C’est vrai qu’en ouvrant Une gourmandise, j’ai tout de suite reconnu le style de Muriel Barbery : soutenu, raffiné, que certains pourraient trouver ampoulé, caractérisé par un vocabulaire riche et d’une précision extrême. Mais, après ce babillage avec J.C., qui l’a immédiatement reconnu trois ans après avoir lu L’élégance du hérisson, je me suis dit qu’il s’agissait sans doute là d’une identité littéraire forte.

Sinon, Une gourmandise n’en a pas vraiment été une. J’en attendais sans doute un peu trop, émerveillée que j’avais été par L’élégance du hérisson. Il y a trois ans, j’en ai quasiment lu l’intégralité à J.C., après avoir pleuré comme une madeleine sur les dernières pages.

Le plus grand critique culinaire de tous les temps est sur le point de mourir. Il plonge dans ses souvenirs à la recherche de LA saveur. Celle par laquelle tout a commencé, celle par laquelle tout finira. Comme dans L’élégance du hérisson, la narration est polyphonique. Muriel Barbery nous guide tantôt dans les pensées du mourant, tantôt dans celles de ses proches. Eux nous parlent de l’homme, lui est obsédé par sa quête.

Un prétexte, selon moi, pour décrire en long et en large l’archipel des saveurs. Parcourir toute la gamme du lexique gastronomique. Pourquoi pas ? Je n’ai rien contre les exercices de style. Et celui-ci est parfaitement maîtrisé.
Mais j’ai été déçue.
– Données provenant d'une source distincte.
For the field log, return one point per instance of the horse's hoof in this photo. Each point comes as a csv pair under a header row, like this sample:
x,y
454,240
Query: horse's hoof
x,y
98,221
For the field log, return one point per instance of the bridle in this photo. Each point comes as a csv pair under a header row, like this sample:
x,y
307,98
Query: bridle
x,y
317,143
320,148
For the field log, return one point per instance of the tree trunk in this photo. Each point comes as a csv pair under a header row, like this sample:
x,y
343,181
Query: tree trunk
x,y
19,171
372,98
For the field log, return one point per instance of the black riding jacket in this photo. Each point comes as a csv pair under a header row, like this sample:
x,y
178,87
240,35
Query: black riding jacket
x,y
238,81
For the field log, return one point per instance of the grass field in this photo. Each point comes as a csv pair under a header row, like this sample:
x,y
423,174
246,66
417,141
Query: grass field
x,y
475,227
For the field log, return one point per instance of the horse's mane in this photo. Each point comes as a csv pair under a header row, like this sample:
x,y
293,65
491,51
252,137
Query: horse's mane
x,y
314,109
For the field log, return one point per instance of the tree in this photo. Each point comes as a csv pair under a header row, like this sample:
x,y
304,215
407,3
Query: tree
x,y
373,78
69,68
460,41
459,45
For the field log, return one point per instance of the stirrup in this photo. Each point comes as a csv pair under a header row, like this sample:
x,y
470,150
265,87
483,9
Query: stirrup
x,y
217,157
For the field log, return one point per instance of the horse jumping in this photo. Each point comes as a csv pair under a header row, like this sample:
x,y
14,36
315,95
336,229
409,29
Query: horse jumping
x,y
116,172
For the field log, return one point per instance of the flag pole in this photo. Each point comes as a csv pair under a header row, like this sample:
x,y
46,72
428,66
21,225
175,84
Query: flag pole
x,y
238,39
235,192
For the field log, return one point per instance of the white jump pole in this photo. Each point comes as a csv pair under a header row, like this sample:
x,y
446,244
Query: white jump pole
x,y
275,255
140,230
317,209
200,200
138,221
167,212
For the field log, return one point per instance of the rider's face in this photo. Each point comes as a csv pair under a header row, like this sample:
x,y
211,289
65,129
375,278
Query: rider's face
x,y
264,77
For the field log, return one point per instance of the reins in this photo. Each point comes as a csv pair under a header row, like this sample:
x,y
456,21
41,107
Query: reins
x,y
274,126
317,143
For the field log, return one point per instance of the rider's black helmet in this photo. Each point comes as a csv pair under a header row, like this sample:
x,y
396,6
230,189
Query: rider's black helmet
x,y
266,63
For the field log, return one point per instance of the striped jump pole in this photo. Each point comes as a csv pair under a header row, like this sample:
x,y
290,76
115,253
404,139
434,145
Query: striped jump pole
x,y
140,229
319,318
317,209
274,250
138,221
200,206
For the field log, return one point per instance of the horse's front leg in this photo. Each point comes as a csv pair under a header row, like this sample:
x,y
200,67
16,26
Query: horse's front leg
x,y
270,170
J’ai cru que j’allais lire un roman, y rencontrer un homme (hé oh ! ça va hein). Lire page à page le portrait d’un père détesté, d’un individu rarement apprécié de son entourage, si ce n’est pour son immense talent de critique. Et puis non. Rien. Il y a des tranches de vie. Une mémoire. Des indices. Mais je n’ai fait la connaissance de personne.

Je suis peut-être un peu dure. Une gourmandise est un premier roman. Et pas de bol, j’ai lu le deuxième avant. Je suis sûre que si je l’avais dévorée en premier, j’en aurais goûté la succulence. Et puis, il y a une progression, pas si courante. Premier roman : bon ; deuxième roman : excellent. A quand le troisième ?

Et j’ai au moins noté une recette qui me fait très envie.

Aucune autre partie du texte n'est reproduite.